A Proteção e Defesa Civil do Brasil concluiu que não existe risco de rutura de outra barragem em Minas Gerais, depois do desastre de sexta-feira que provocou até agora 37 mortes.

Retomadas buscas após afastado risco de rutura de outra barragem no Brasil

Retomadas buscas após afastado risco de rutura de outra barragem no Brasil

A Proteção e Defesa Civil do Brasil concluiu que não existe risco de rutura de outra barragem em Minas Gerais, depois do desastre de sexta-feira que provocou até agora 37 mortes.

Lisboa, 27 jan (Lusa) — A Proteção e Defesa Civil do Brasil concluiu hoje que não existe risco de rutura de outra barragem em Minas Gerais, depois do desastre de sexta-feira que provocou até agora 37 mortes, noticia hoje o portal de notícias da Globo, G1.

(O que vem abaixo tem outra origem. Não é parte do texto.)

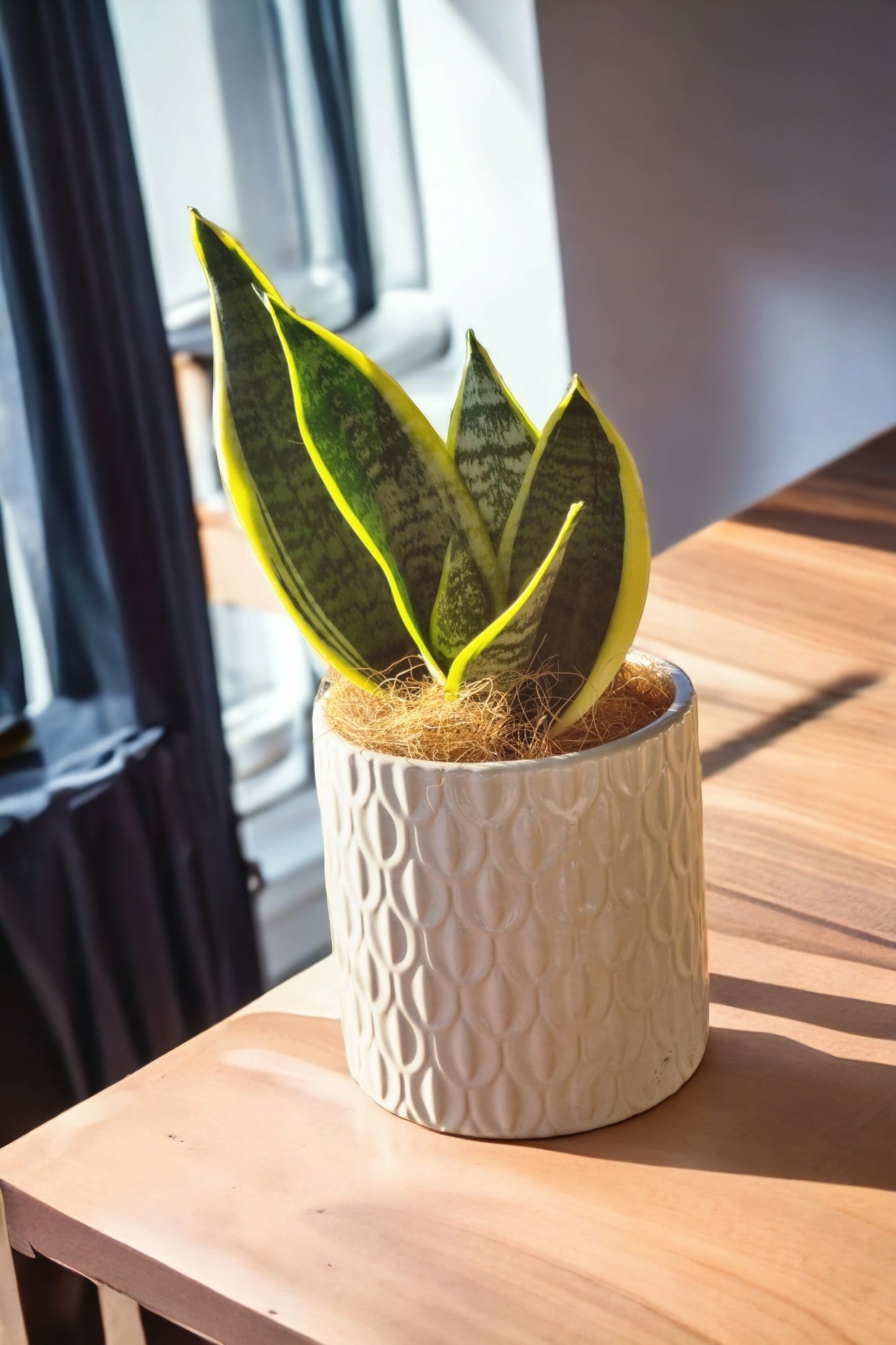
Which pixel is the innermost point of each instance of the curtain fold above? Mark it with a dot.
(12, 677)
(124, 898)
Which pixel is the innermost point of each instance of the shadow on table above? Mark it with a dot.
(765, 1106)
(776, 725)
(860, 1017)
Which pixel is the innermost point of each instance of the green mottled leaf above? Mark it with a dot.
(388, 470)
(592, 618)
(463, 604)
(510, 643)
(324, 574)
(490, 439)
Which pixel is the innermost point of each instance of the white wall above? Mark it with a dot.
(725, 185)
(477, 116)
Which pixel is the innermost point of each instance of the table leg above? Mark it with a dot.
(12, 1324)
(122, 1321)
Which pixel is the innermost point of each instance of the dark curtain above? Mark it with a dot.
(123, 892)
(12, 681)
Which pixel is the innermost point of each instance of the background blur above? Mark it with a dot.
(691, 203)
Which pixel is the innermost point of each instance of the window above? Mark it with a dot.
(286, 122)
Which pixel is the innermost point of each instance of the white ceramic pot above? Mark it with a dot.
(521, 947)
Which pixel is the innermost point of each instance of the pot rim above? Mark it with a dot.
(683, 701)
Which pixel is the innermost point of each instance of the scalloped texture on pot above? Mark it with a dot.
(521, 947)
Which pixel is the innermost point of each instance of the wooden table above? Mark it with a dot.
(245, 1187)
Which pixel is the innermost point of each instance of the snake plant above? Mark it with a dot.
(495, 552)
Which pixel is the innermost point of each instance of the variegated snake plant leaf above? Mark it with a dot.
(499, 552)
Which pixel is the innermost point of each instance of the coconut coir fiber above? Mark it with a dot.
(412, 717)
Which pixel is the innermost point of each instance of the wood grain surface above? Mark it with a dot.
(244, 1186)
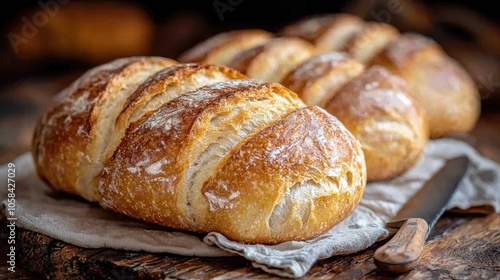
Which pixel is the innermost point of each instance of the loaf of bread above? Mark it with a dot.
(201, 148)
(221, 48)
(447, 92)
(374, 104)
(394, 132)
(272, 60)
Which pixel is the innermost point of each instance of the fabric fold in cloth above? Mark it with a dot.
(40, 209)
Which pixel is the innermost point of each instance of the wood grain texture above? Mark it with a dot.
(459, 246)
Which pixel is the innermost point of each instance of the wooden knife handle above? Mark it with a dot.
(402, 253)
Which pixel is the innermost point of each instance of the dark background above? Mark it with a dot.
(178, 25)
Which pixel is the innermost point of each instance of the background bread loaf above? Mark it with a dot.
(201, 148)
(448, 93)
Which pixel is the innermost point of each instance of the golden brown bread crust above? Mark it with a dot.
(67, 143)
(200, 148)
(381, 113)
(365, 44)
(317, 172)
(272, 60)
(328, 32)
(317, 79)
(222, 47)
(446, 91)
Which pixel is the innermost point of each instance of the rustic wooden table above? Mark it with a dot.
(461, 245)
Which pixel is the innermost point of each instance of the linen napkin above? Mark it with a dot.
(39, 209)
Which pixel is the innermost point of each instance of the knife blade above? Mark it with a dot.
(417, 216)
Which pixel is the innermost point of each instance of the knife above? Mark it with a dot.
(417, 216)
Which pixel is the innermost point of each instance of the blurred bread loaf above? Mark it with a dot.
(90, 32)
(374, 104)
(444, 88)
(272, 60)
(201, 148)
(223, 47)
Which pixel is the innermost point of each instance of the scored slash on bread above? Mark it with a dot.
(448, 93)
(374, 104)
(201, 148)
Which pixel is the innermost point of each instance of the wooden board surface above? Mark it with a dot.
(461, 246)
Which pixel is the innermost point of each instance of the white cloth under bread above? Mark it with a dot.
(83, 224)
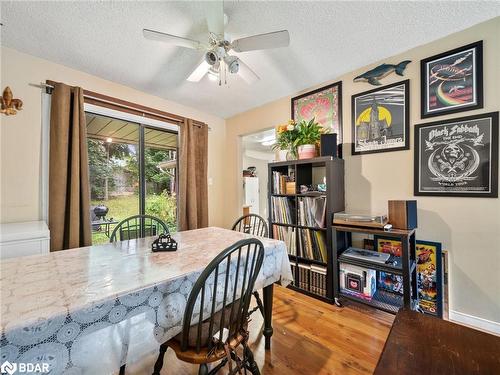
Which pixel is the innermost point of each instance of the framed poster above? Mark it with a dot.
(429, 277)
(380, 119)
(388, 281)
(452, 81)
(457, 157)
(324, 104)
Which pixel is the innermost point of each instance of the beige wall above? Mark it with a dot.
(20, 134)
(468, 227)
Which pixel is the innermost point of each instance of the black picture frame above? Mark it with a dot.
(445, 183)
(439, 277)
(405, 117)
(338, 85)
(476, 49)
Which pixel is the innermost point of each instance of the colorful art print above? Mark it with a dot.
(389, 281)
(324, 105)
(389, 246)
(380, 119)
(429, 277)
(452, 81)
(457, 157)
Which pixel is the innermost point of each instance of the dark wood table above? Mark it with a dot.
(421, 344)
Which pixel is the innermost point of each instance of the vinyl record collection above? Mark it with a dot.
(312, 245)
(287, 235)
(312, 278)
(283, 211)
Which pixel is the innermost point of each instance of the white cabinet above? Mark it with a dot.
(27, 238)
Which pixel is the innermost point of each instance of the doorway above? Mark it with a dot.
(256, 153)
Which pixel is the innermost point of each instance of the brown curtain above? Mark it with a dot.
(69, 191)
(193, 164)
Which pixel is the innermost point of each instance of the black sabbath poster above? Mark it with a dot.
(457, 157)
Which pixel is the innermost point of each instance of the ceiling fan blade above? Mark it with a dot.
(215, 17)
(262, 41)
(171, 39)
(199, 72)
(246, 73)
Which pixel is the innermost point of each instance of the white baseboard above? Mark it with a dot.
(475, 322)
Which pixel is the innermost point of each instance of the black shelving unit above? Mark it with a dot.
(305, 172)
(404, 266)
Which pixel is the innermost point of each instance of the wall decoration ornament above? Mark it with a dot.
(10, 106)
(452, 81)
(373, 76)
(380, 119)
(457, 157)
(324, 105)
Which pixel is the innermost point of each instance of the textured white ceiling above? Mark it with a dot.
(327, 40)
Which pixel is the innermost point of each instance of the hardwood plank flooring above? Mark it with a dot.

Após a avaliação da situação em Brumadinho, foi decido prosseguir as buscas. Mais de 280 pessoas estão desaparecidas, de acordo com a mesma fonte.

Hoje de manhã, foi acionado um alerta para o risco de rutura de uma segunda barragem na região.

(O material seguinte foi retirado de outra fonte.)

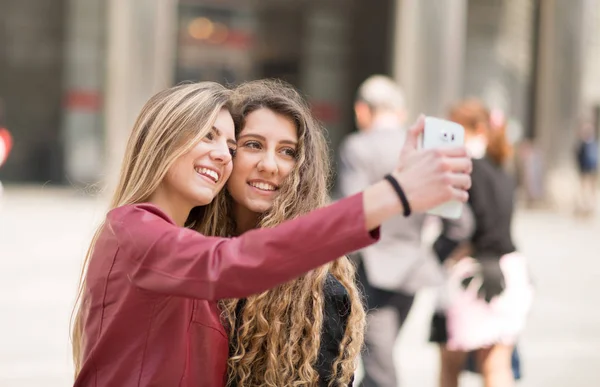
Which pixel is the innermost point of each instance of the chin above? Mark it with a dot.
(260, 206)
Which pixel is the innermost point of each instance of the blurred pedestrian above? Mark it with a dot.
(489, 291)
(6, 141)
(587, 163)
(394, 269)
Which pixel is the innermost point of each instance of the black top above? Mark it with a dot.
(491, 198)
(336, 312)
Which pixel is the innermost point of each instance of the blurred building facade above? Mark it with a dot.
(74, 73)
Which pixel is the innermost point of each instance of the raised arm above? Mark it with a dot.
(171, 260)
(168, 259)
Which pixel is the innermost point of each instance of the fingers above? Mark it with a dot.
(412, 138)
(455, 151)
(460, 194)
(460, 180)
(456, 164)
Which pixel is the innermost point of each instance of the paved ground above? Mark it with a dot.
(44, 234)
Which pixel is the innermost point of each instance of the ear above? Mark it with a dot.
(363, 115)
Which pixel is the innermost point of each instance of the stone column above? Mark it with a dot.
(142, 38)
(429, 53)
(83, 87)
(561, 53)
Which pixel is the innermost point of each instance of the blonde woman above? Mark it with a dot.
(147, 313)
(308, 331)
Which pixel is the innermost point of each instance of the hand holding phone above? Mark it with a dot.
(439, 133)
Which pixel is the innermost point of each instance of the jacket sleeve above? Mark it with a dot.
(172, 260)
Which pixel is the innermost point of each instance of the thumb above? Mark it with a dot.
(412, 137)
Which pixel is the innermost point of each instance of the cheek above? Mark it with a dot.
(286, 168)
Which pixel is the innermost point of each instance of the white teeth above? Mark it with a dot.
(264, 186)
(208, 172)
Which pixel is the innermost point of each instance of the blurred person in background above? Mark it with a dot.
(309, 330)
(147, 311)
(5, 141)
(587, 164)
(394, 269)
(489, 291)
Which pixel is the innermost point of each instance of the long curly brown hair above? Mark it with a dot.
(275, 339)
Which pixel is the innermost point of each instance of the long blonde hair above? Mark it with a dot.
(170, 124)
(275, 340)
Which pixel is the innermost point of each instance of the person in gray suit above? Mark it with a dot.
(389, 283)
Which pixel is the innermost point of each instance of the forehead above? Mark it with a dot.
(271, 125)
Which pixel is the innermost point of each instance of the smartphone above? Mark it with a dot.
(440, 133)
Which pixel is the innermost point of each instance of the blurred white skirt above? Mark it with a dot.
(473, 323)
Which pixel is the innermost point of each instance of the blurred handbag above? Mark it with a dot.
(484, 308)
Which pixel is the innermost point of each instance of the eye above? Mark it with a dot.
(252, 145)
(289, 152)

No sábado, o último registo oficial contabilizava 34 corpos encontrados entre a lama que se libertou com a rutura da barragem na sexta-feira, mas, hoje, os bombeiros anunciaram que mais três foram contabilizados, havendo ainda cerca de 300 desaparecidos.

As buscas para encontrar sobreviventes, que deveriam ter sido retomadas hoje de manhã, depois da interrupção no sábado à noite, foram suspensas após o alerta para o risco de rutura de outra barragem.

Assim que o alarme foi acionado, os bombeiros começaram a evacuar as aldeias mais próximas da barragem. Os moradores foram, entretanto, autorizados a voltar a casa, segundo o G1.

A empresa mineradora Vale afirmou, em comunicado, que tinha feito soar os alarmes depois de “ter detetado um aumento nos níveis de água na barragem VI, estrutura que é parte da mina de Córrego do Feijão, cuja barragem ruiu na sexta-feira.

A empresa referiu que a barragem VI “não contém resíduos de minas”, mas sim de três a quatro milhões de metros cúbicos de água.

Durante todo o dia de sábado, o tráfego dos helicópteros foi incessante, para tentar detetar qualquer sinal de vida entre os restos de edifícios ou veículos.